Le Conseil constitutionnel, par une décision n° 2017-629 QPC du 19 mai 2017, a examiné la conformité de dispositions relatives à la fiscalité. Une société requérante critiquait les modalités de calcul de la cotisation sur la valeur ajoutée des entreprises pour plusieurs exercices fiscaux consécutifs. Le litige portait initialement sur le premier alinéa du paragraphe premier bis de l’article mille cinq cent quatre-vingt-six quater du code général des impôts. Le Conseil d’État a transmis cette question prioritaire de constitutionnalité par une décision n° 406024 rendue le premier mars deux mille dix-sept. La disposition contestée imposait aux sociétés membres d’un groupe intégré de sommer leurs chiffres d’affaires respectifs pour déterminer le taux d’imposition applicable. La requérante soutenait que cette règle créait une différence de traitement injustifiée entre les groupes selon leur option pour l’intégration fiscale. La question posée aux juges de la rue de Montpensier concernait le respect des principes d’égalité devant la loi et devant les charges publiques. La juridiction constitutionnelle a censuré le texte après avoir constaté que la distinction opérée n’entretenait aucun rapport direct avec l’objet de la législation.

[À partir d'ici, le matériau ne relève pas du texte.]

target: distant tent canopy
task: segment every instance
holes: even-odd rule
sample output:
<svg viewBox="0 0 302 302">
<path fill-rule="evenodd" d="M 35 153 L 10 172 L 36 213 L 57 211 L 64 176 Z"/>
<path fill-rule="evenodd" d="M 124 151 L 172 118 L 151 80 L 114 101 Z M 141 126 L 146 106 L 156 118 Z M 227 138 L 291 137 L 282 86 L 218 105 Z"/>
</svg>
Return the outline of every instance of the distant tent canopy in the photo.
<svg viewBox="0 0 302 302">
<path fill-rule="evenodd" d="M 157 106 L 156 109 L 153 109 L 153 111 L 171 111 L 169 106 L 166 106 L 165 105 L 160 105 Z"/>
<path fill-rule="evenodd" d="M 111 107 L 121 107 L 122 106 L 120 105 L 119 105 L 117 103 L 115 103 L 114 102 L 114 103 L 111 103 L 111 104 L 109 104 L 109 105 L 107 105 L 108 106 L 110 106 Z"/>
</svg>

I. L’identification d’une rupture caractérisée de l’égalité devant la loi
A. L’appréciation de l’identité de situation des sociétés groupées
L’article six de la Déclaration de 1789 dispose que la loi « doit être la même pour tous, soit qu’elle protège, soit qu’elle punisse ». Les sages rappellent que le législateur peut régler de façon différente des situations distinctes pour des motifs d’intérêt général évidents. La cotisation sur la valeur ajoutée des entreprises constitue une imposition dont l’assiette repose sur la richesse produite par chaque entité économique. Le taux effectif de ce prélèvement varie selon un barème progressif en fonction du chiffre d’affaires réalisé par l’entreprise redevable. Les sociétés détenues à plus de quatre-vingt-quinze pour cent se trouvent dans une situation identique au regard de la structure de leur capital. La juridiction souligne que « les sociétés appartenant à un groupe sont placées, au regard de l’objet de la cotisation, dans la même situation ».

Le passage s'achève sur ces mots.